How do you limit records using Distinct and Count - TOP and Rowcount dont work ?

  • ifila (1/12/2010)


    I did get a couple of suggestions.

    Use

    CREATE PARTITION FUNCTION

    or

    CREATE PARTITION SCHEMA

    .....but as you all know i suck at SQL, so i really dont know exactly how to use this to my benefit.

    Lol. Whoever gave you that doesn't have a clue what they're talking about. Those are for table partitioning (enterprise edition only) and is a way of breaking a single table into many, but can still be queried as one.

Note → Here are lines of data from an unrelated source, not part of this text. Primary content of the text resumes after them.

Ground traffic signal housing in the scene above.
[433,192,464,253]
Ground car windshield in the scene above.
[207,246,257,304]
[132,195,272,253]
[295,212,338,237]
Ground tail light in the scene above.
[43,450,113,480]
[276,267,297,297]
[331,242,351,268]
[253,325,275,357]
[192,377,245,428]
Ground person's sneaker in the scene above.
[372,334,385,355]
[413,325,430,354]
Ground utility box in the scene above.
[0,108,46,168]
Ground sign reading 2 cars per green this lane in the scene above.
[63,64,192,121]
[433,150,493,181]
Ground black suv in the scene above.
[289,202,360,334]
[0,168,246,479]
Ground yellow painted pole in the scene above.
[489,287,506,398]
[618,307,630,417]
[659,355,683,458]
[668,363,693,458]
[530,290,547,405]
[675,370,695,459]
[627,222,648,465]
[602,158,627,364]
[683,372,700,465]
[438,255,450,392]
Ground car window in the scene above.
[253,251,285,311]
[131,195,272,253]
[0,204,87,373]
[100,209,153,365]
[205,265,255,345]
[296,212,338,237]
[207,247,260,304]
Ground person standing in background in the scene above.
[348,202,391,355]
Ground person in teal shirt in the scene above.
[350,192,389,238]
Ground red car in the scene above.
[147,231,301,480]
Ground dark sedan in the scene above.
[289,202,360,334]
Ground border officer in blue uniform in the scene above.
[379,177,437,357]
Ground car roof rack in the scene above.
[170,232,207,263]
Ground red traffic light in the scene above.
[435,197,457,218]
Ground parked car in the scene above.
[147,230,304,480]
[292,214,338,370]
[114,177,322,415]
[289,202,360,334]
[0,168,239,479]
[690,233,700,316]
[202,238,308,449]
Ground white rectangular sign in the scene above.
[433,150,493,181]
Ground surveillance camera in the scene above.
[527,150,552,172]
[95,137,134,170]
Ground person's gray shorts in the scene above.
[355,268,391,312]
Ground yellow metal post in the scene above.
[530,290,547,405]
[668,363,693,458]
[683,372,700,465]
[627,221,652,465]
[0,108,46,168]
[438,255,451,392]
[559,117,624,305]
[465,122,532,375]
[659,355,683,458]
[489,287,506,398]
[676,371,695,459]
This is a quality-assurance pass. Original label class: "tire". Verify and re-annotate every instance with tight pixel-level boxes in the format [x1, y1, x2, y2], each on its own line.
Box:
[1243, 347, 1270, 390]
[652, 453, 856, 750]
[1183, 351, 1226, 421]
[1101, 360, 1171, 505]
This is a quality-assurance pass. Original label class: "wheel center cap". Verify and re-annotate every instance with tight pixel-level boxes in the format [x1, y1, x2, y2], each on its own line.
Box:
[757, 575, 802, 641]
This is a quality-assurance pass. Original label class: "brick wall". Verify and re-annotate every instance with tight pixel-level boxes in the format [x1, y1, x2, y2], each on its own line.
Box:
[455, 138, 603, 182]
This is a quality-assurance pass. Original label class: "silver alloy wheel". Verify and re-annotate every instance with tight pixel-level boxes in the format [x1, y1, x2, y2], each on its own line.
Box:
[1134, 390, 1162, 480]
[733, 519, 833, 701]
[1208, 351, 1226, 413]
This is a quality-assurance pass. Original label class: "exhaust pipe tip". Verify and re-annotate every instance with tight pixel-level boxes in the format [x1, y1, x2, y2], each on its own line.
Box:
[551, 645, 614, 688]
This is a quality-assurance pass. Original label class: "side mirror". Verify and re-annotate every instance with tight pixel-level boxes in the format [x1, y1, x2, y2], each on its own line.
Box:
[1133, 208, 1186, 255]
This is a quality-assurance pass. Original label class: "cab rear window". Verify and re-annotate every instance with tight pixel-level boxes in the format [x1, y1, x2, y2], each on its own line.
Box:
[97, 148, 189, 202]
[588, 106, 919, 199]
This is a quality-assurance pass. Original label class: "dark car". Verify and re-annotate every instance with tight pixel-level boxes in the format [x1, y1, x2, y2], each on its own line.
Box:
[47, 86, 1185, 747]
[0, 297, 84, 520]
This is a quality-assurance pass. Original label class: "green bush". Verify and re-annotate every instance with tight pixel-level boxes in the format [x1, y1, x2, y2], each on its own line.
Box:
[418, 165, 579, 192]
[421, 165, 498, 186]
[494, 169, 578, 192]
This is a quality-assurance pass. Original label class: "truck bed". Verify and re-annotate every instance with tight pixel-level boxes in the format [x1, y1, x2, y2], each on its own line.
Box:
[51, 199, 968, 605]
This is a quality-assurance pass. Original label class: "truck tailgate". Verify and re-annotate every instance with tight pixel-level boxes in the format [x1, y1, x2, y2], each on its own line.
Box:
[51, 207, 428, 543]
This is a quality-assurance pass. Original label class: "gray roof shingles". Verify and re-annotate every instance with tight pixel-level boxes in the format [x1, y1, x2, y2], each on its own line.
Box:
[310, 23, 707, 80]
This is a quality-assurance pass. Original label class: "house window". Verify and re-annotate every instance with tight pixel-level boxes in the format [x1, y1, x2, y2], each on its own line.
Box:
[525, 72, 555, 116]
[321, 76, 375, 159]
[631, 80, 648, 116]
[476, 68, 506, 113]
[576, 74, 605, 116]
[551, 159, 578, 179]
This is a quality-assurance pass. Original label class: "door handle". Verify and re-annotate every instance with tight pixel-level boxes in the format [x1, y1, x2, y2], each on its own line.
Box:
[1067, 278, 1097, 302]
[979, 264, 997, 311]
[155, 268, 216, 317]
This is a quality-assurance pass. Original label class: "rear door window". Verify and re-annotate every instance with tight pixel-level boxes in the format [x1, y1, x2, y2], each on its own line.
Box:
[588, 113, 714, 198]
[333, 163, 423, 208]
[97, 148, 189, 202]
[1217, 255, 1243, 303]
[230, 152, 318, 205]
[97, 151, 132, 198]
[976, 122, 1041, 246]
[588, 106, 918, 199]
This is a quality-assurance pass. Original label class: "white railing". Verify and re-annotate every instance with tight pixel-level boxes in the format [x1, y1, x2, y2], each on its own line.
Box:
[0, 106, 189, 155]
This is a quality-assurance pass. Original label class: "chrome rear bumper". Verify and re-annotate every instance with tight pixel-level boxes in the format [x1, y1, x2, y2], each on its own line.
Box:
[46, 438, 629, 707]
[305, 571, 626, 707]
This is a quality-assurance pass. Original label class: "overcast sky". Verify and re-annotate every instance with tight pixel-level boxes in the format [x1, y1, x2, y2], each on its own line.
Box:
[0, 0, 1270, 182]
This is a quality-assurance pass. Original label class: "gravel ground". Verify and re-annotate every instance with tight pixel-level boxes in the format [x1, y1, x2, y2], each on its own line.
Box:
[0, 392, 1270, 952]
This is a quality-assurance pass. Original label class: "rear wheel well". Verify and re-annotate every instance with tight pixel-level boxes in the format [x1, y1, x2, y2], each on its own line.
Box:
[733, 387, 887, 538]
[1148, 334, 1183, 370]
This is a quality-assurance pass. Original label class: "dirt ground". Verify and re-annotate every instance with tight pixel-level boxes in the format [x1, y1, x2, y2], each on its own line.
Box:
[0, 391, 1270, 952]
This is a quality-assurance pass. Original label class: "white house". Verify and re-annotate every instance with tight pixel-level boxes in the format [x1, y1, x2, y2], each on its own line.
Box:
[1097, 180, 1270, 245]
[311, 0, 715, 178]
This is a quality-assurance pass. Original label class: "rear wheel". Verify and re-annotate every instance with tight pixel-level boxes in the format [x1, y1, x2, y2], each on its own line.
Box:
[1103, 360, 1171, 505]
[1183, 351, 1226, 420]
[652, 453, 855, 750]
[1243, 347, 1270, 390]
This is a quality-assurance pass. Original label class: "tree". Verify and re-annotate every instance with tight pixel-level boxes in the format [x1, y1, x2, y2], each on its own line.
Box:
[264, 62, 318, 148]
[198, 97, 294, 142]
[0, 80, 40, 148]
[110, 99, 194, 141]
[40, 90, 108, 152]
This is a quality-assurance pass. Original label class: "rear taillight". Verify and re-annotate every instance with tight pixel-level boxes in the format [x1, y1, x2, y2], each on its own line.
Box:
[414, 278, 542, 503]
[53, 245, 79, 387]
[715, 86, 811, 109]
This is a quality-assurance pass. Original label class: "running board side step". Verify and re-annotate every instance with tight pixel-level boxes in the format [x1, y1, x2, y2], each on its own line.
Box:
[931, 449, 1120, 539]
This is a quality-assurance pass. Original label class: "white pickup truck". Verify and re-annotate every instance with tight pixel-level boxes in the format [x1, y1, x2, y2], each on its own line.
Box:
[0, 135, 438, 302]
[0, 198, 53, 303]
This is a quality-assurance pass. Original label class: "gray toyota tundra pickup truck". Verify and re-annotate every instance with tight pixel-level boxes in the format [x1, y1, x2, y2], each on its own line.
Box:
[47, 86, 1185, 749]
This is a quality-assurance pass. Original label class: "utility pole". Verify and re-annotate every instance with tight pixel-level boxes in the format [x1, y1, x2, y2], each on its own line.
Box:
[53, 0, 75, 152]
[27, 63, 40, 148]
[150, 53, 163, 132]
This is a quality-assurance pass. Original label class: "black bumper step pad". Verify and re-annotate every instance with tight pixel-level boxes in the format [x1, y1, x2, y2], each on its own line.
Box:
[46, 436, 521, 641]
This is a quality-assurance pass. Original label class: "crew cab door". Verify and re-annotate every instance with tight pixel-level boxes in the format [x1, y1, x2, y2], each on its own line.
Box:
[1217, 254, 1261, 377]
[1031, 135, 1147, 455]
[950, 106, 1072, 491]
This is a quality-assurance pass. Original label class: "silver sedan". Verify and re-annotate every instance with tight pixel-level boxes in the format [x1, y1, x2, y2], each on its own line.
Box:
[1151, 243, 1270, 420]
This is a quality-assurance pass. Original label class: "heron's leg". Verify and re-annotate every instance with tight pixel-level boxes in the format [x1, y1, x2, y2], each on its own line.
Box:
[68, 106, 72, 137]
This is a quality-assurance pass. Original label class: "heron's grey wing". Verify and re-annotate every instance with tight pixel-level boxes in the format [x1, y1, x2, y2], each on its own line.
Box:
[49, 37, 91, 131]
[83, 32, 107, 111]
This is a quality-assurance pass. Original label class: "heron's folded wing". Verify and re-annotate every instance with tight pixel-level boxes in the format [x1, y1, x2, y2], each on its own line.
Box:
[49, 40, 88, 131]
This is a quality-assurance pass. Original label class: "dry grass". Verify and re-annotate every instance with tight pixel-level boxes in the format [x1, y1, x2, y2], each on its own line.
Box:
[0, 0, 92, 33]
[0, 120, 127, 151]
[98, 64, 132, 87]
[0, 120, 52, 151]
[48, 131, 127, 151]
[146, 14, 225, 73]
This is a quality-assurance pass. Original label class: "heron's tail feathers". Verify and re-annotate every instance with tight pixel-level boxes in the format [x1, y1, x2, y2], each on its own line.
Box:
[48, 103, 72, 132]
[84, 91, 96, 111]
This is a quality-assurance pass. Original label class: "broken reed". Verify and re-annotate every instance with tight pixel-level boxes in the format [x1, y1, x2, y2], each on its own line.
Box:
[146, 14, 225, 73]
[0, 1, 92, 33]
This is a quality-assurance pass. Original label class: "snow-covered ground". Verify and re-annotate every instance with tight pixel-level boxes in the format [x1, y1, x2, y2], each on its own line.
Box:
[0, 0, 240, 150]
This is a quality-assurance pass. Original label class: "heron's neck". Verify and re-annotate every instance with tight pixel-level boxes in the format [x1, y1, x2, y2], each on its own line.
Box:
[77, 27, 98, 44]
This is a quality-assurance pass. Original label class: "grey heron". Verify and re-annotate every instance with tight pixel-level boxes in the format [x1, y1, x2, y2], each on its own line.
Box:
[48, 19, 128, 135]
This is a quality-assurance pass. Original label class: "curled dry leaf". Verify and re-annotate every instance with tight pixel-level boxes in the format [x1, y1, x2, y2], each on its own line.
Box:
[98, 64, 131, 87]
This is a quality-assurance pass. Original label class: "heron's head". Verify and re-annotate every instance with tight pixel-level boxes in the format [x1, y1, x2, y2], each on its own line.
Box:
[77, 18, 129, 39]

    How that you're feeling helpful again, I asked you three questions over the weekend. How about answering them?

    Gail Shaw
    Microsoft Certified Master: SQL Server, MVP, M.Sc (Comp Sci)
    SQL In The Wild: Discussions on DB performance with occasional diversions into recoverability

    We walk in the dark places no others will enter
    We stand on the bridge and no one may pass
  • ifila (1/12/2010)


    I did get a couple of suggestions.

    I bet you did :laugh:

  • Paul White (1/13/2010)


    ifila (1/12/2010)


    I did get a couple of suggestions.

    I bet you did :laugh:

    ROFL! <<unprintable>> ๐Ÿ˜€

    Thanks Paul, that made the long slog into work through the snow very worthwhile!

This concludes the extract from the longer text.